Learning how to stop your baby from crying at night should be informed by a general understanding of why babies cry in the first place. The most important thing to know is that crying is usually a way of communicating something to the adults around them.
Major reasons your baby might cry include:
- Hunger is a primary reason your baby will start crying. However, if your baby is hungry for a long time before being fed, they may end up working themselves into a frenzy which is hard to come down from even after you’ve filled their bellies. And if they have gas caused by drinking too quickly, it can take even longer for them to be pacified.

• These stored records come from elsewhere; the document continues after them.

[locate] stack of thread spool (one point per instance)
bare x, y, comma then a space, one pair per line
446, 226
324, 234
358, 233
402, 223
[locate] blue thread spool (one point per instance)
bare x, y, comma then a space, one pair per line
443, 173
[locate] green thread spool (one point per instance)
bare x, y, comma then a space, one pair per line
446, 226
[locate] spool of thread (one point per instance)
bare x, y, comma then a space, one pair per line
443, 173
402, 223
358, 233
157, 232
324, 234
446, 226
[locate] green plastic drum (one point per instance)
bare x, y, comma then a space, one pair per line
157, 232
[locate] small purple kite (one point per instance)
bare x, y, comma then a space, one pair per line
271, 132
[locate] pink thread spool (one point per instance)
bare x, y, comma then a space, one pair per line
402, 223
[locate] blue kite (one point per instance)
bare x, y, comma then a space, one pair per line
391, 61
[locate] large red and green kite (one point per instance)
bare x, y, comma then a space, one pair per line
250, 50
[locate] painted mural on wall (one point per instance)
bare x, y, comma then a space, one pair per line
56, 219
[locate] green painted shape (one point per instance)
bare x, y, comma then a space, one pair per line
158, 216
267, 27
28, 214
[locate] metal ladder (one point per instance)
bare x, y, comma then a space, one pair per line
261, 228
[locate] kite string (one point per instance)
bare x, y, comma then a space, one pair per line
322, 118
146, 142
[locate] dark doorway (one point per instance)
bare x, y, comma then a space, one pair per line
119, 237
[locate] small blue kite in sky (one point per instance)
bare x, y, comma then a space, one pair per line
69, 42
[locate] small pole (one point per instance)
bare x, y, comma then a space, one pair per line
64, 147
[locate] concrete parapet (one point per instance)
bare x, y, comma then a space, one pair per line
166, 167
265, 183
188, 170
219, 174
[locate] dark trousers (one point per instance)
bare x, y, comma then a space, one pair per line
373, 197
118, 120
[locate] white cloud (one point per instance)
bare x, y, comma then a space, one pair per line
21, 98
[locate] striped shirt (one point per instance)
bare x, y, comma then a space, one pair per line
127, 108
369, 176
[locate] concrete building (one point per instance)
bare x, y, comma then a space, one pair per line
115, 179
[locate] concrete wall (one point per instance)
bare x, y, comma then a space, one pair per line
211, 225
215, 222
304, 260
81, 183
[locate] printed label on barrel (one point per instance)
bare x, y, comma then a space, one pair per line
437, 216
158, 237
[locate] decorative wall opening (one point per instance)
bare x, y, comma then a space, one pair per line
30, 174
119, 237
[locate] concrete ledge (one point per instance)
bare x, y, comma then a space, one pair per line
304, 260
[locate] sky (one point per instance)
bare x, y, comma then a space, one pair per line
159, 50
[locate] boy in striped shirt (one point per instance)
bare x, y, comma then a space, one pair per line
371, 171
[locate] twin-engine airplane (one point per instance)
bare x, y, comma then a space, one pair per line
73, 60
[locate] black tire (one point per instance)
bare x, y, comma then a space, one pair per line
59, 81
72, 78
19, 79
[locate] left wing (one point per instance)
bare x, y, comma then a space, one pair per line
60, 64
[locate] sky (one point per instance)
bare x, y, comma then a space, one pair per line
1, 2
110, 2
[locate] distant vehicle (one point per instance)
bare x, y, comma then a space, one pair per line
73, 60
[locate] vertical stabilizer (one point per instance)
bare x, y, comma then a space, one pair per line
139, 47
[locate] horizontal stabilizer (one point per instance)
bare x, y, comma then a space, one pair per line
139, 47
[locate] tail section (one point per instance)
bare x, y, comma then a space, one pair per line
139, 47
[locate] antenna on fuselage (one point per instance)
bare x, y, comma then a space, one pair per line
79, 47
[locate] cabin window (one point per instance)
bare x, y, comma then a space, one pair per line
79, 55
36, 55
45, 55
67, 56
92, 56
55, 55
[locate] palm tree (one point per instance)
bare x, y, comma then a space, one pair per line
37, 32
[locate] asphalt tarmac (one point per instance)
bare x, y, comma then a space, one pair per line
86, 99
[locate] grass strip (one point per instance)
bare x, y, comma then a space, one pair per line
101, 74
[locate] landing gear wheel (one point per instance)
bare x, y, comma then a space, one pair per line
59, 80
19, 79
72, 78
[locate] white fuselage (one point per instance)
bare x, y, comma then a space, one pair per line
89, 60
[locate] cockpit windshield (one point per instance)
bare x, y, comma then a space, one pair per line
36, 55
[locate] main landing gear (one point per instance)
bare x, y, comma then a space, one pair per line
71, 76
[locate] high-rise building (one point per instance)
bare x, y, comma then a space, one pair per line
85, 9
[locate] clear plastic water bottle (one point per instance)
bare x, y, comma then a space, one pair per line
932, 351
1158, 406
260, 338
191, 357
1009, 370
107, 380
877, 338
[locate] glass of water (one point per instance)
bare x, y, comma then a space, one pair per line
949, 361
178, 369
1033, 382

- An illness or pain such as toothache can be the culprit for discomfort and crying. Addressing the root cause of your baby’s crying is the best way to get them to stop, and none of our tips below are going to help if there’s something deeper that’s bothering them.
- Babies that are overtired and/or have had too much stimulation during the day will find it much harder to relax. Their crying in these situations is letting you know they’re a little too worked up to rest properly. Noise, light and human interaction in large doses should be avoided until they’re slightly older.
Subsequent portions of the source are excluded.